To the Western world, the concern is that the world’s largest trade deal has left out the United States.

“Notably, the agreement excludes the US and can potentially allow China to cement its position as a key trade partner for South-East Asia and other countries, ” CNBC said in its report.

The US Chamber of Commerce in Washington has expressed concern that the US is being left behind in the world’s largest free-trade bloc, reported Reuters.

However, the absence of US in the RECP could be easily explained.
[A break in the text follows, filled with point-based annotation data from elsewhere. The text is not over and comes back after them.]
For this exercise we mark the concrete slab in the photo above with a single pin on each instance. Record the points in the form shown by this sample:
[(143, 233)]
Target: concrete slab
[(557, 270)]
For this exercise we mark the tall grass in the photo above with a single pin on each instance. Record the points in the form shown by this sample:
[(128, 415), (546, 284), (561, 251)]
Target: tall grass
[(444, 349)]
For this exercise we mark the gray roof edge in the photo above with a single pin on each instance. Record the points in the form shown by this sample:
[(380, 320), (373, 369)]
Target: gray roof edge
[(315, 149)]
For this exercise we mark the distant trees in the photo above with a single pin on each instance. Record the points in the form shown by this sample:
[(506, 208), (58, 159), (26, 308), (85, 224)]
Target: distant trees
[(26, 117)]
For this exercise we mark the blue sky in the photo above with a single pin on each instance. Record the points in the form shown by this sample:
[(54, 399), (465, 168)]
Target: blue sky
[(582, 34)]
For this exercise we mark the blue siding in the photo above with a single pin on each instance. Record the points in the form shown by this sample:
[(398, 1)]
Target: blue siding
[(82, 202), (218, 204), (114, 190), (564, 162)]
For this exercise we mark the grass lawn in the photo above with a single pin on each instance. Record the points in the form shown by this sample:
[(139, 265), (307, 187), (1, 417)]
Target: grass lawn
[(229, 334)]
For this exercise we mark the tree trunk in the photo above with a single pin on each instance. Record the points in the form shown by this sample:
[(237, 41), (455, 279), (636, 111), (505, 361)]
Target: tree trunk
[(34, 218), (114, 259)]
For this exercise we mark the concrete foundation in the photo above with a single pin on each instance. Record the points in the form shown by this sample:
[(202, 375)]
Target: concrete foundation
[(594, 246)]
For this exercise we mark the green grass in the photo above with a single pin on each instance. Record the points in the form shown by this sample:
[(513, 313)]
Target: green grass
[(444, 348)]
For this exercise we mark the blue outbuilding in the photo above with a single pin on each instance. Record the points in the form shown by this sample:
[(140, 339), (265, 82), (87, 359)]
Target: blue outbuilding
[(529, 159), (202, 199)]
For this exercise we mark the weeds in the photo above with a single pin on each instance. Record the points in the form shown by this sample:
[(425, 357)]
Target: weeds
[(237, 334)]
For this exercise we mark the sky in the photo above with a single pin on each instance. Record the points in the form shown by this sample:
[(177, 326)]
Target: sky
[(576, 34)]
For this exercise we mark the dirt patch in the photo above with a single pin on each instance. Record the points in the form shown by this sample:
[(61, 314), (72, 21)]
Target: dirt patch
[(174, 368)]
The world’s biggest economy was never a part of the trade pact from the very beginning.

The RCEP’s formation in 2012 is seen as an Asean response to the Trans-Pacific Partnership (TPP), a US-led free trade agreement that excluded China – the world’s second largest economy and largest trading partner for most Asian countries.

At the beginning, TPP membership included the United States, Malaysia and several Asean countries, Japan, South Korea, Canada, Mexico and Australia.

While setting up the RCEP, Asean invited China, India, Japan, South Korea, Australia and New Zealand to be partners in this free trade agreement.

For countries like Malaysia that believe in multi-lateralism, they can gain tremendously from having membership in both US-led TPP and Asean-led RCEP.

However, when Donald Trump became president, he rejected multilateralism and the Trump administration withdrew from the TPP in 2016.

Trump’s “America First” policy and the trade wars he has waged against China and others have also raised doubts about the US’ willingness to trade with Asian countries on mutually beneficial basis.

Without US participation, the West is worried that China will dominate RCEP and expand its influence in the region.

China’s state-linked Global Times is prompt to supply answers and address the concern.

Noting that major US allies (such as Australia, New Zealand and Japan) are part of the RCEP, Global Times said: “China cannot dominate the attitude of these countries or Asean as many major US allies are in the deal.”

In fact, Japan and Australia – which have enjoyed very close ties with the US – are likely to keep a close eye on China in the RCEP, while championing their own interests in the deal.

Global Times added: “If China is the so-called winner this time, then it is a win-win situation for all other RCEP members because these countries have strived for their own benefits during the past eight years of negotiations. All countries can only be winners since they have signed this agreement.”